600.000 Urlauber bangen um ihre Heimreise, 22.000 Angestellte um die Jobs: Der britische Reisekonzern Thomas Cook hat in der Nacht auf Montag Insolvenz angemeldet. Man habe keine Alternative gehabt, als mit sofortiger Wirkung das Konkursverfahren einzuleiten, teilte der älteste Touristikkonzern der Welt mit. Eine weitere Finanzspritze war von der britischen Regierung abgelehnt worden. Unmittelbar vom Zusammenbruch betroffen sind etwa 15.000 Österreicher, die nun zum Teil um ihren Heimflug bangen.
Rund 20 Millionen Passagiere transportierte der britische Traditionstouristikkonzern Thomas Cook allein im vergangenen Jahr rund um den Globus. Doch nun ist Thomas Cook pleite. Das von der englischen Regierung bereits zugesagt Rettungspaket von über einer Milliarde Euro würde laut dem Unternehmen nicht ausreichen - es wären demnach rund 230 Millionen Euro zusätzlich nötig gewesen, um die Pleite abwenden zu können.
London lehnte Anfrage über 150 Millionen Pfund ab
Eine weitere Finanzierungsbitte von Thomas Cook über 150 Millionen Pfund (170 Millionen Euro) wurde am Montag von der britischen Regierung abgelehnt. „Das ist natürlich eine Menge Steuergeld und stellt, wie die Menschen anerkennen werden, eine moralische Gefahr für den Fall dar, dass Unternehmen künftig mit solchen wirtschaftlichen Schwierigkeiten konfrontiert werden“, sagte Premierminister Boris Johnson. Den gestrandeten Urlaubern sicherte Johnson Hilfe zu: „Wir werden unser Bestes tun, um sie nach Hause zu holen. Es wird Pläne dafür geben, wenn es notwendig wird.“
Die britische Transportgewerkschaft TSSA machte infolgedessen die Regierung in London für die Pleite des britischen Reisekonzerns verantwortlich. „Die Regierung hatte viele Möglichkeiten, Thomas Cook zu helfen, hat sich aber für das ideologische Dogma entschieden, anstatt Tausende Jobs zu retten“, sagte Gewerkschaftschef Manuel Cortes einer Mitteilung vom Montag zufolge. „Dass sie (die Regierung) unsere Mitglieder lieber hängen lassen, als Thomas Cook zu retten, ist beschämend und falsch.“
22.000 Angestellte weltweit
Von der Pleite betroffen sind 22.000 Angestellten weltweit (in Österreich sind es laut inoffiziellen Quellen rund 150). Und: Die rund 100 Urlaubsflieger des Konzerns bleiben am Boden. Damit zittern aktuell mehr als 600.000 Urlauber, die über Thomas Cook gebucht hatten, um ihre Heimreisen.

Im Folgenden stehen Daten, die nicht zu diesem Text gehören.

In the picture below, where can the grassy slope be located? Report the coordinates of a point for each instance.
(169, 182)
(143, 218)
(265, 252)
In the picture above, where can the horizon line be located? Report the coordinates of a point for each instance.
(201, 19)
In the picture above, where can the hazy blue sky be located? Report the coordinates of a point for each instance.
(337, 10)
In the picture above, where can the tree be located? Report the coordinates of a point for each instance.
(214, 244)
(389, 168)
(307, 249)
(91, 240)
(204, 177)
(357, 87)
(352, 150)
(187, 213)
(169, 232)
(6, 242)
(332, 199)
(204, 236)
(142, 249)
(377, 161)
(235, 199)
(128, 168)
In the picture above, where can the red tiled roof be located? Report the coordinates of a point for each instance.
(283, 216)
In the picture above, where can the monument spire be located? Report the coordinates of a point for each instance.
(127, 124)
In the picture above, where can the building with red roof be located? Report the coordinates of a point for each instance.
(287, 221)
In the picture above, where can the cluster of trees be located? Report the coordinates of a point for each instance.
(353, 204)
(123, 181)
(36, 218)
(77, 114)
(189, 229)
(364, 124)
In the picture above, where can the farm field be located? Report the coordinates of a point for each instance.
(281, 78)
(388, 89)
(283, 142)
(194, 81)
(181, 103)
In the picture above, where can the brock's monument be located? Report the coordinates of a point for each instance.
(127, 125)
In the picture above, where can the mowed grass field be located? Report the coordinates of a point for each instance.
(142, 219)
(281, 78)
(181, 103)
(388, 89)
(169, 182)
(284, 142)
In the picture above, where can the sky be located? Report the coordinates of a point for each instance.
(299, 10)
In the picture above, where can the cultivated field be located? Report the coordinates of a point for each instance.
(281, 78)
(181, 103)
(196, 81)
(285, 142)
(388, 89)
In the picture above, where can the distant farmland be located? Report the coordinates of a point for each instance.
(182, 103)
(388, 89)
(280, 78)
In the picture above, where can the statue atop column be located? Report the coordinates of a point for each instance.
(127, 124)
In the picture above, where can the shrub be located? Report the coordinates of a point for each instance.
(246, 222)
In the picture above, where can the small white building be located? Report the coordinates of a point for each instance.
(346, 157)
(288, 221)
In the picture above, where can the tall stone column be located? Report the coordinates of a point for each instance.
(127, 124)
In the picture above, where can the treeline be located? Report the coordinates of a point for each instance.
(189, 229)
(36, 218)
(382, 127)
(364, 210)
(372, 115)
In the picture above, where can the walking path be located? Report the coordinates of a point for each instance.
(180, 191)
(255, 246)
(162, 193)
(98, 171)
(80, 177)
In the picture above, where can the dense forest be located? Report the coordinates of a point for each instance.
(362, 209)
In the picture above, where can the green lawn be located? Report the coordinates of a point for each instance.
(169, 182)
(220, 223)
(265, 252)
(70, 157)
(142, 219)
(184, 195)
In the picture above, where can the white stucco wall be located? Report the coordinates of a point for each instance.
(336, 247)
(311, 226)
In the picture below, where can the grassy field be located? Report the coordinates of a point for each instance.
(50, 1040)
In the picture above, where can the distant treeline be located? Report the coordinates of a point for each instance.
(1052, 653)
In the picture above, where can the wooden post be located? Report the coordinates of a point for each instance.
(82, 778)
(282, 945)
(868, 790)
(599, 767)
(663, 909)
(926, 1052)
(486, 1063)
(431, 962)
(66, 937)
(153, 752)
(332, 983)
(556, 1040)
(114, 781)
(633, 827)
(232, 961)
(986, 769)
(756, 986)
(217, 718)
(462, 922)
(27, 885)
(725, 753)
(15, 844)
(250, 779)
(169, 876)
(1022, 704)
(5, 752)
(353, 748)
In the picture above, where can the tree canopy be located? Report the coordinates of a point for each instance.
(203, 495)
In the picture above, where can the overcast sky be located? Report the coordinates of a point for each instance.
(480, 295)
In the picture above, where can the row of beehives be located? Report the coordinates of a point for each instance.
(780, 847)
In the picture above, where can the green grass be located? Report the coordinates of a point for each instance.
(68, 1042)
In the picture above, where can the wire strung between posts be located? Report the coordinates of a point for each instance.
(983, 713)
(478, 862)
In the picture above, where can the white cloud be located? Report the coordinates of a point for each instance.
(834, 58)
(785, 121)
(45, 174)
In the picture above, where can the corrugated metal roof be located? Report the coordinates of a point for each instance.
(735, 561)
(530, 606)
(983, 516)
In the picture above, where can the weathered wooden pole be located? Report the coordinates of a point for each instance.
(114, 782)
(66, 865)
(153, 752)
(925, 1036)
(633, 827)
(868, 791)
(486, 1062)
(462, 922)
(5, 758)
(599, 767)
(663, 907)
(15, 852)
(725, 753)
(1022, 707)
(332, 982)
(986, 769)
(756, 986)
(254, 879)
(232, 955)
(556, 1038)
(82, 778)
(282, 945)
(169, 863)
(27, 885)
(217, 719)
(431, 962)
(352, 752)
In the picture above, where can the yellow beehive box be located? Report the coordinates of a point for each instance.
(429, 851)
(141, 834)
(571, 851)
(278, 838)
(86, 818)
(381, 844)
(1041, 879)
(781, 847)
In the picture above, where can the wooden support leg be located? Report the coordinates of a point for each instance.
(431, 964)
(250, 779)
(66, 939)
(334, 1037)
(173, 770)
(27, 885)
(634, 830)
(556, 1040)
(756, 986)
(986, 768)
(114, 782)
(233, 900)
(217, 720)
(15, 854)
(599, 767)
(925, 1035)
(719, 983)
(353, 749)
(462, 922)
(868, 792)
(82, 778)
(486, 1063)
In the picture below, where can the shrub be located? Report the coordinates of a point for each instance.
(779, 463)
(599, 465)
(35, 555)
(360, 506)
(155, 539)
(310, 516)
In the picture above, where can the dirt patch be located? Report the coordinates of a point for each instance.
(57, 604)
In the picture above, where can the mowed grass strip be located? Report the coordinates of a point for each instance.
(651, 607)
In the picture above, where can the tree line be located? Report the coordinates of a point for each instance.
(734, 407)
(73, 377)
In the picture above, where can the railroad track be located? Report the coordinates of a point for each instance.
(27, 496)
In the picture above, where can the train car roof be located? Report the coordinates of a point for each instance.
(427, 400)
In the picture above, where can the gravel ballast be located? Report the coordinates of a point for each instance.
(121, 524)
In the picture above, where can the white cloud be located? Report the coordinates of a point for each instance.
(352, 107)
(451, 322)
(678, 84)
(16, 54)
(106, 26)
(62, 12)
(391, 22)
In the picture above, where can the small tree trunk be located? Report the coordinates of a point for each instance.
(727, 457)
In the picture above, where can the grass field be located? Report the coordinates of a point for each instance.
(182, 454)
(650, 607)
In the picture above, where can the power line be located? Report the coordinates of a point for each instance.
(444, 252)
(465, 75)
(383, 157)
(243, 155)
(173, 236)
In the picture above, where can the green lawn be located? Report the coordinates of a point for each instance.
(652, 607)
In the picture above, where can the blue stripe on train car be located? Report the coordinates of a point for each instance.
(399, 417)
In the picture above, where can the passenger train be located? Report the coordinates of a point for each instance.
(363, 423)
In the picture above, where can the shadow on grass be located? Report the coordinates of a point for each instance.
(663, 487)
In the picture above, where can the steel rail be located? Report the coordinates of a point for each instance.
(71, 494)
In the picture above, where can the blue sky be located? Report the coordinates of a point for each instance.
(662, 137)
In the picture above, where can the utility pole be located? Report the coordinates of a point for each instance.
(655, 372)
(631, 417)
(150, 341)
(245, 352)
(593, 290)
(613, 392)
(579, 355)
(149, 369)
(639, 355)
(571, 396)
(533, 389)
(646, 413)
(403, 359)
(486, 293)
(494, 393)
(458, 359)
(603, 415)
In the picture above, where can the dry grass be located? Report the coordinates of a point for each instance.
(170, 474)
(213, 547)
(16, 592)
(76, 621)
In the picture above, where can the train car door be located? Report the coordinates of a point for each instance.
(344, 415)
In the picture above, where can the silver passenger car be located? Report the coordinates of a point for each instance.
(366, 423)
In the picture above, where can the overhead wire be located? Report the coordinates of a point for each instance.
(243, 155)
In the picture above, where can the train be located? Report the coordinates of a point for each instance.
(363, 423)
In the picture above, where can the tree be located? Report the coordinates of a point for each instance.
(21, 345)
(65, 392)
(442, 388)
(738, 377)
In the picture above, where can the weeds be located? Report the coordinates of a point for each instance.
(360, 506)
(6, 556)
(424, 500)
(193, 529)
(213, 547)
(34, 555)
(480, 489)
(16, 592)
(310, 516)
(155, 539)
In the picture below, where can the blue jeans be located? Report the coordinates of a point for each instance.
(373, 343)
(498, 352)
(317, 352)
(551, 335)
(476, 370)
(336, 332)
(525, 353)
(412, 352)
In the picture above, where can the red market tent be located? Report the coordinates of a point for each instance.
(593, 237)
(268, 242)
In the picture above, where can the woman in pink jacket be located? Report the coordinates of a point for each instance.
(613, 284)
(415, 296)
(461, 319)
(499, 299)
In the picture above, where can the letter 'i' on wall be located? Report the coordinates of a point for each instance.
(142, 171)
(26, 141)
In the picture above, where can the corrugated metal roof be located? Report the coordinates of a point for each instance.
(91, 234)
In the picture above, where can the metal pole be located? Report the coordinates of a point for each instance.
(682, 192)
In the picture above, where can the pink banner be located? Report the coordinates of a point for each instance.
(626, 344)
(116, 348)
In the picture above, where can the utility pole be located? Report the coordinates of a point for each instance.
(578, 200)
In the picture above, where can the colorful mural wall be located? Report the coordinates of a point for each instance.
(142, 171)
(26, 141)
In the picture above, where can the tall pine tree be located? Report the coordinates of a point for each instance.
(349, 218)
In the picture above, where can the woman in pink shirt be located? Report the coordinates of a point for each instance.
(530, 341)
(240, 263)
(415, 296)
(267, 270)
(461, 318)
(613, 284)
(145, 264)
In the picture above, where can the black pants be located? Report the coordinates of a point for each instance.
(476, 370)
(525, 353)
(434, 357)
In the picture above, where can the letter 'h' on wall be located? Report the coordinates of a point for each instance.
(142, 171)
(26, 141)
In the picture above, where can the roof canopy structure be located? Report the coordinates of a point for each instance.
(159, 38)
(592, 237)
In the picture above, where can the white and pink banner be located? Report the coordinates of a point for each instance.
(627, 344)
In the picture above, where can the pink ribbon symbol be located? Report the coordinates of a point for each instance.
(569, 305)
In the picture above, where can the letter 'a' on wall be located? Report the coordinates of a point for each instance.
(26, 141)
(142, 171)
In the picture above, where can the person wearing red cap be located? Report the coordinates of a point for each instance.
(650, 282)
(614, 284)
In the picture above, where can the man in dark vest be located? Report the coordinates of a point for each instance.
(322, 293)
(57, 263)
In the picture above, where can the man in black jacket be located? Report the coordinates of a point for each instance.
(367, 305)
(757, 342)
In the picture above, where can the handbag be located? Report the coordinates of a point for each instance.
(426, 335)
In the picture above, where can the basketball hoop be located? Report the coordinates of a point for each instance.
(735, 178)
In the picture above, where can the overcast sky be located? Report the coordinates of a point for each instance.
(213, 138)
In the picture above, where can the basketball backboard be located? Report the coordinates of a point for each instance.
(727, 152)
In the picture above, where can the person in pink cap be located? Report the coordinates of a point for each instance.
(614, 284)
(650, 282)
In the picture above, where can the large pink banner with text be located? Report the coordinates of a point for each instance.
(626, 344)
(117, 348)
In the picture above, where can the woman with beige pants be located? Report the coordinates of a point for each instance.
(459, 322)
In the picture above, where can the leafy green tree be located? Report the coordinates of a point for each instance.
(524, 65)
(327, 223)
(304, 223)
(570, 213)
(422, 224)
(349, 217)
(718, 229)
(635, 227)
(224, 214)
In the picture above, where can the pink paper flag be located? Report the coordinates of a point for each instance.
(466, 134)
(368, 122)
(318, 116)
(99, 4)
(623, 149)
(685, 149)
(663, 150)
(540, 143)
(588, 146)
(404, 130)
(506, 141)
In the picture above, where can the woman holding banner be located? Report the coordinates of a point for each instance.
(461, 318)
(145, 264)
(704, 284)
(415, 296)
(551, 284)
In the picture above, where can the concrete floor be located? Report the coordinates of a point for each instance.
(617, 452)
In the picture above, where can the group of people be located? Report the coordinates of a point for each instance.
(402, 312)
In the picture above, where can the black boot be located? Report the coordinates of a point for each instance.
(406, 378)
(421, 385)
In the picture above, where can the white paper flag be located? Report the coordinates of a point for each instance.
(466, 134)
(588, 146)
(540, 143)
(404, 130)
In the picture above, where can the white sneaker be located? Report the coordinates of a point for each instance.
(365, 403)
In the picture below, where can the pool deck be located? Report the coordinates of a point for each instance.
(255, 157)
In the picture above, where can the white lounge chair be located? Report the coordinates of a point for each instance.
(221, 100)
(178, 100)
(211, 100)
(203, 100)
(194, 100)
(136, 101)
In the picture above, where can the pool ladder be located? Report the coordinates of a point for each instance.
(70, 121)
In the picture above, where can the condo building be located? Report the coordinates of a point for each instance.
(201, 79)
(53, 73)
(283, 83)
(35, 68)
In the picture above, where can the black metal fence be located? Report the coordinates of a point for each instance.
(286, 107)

15.000 Österreicher betroffen
Einem Insider zufolge könne man davon ausgehen, dass sich darunter auch rund 15.000 Österreicher befinden. Die britische Flugbehörde CAA gab die Einstellung aller Flüge bekannt und kündigte eine Rückholaktion für mehr als 150.000 Briten an, die größte derartige Aktion in der Geschichte des Landes. Die Rückholaktion trägt nach BBC-Angaben den Codenamen „Matterhorn“. In der Nacht seien bereits die ersten Flugzeuge zu verschiedenen Zielen gestartet, um britische Urlauber nach Hause zu holen.
Condor setzt Flugbetrieb fort
Dutzende Flugzeuge im Konzern sind zudem für den deutschen Ferienflieger Condor im Einsatz. Dieser teilte in der Nacht auf seiner Website mit, seine Flüge fänden planmäßig statt. Bei der deutschen Bundesregierung sei ein Überbrückungskredit beantragt worden. „Wir führen den Flugbetrieb ganz regulär fort“, sagte eine Sprecherin Montagfrüh der Deutschen Presse-Agentur. Natürlich gebe es besorgte Kunden, die sich bei dem Ferienflieger telefonisch meldeten. „Es ist toll, unseren Kunden sagen zu können, dass wir weiter fliegen und dass der Flug normal geht“, sagte sie.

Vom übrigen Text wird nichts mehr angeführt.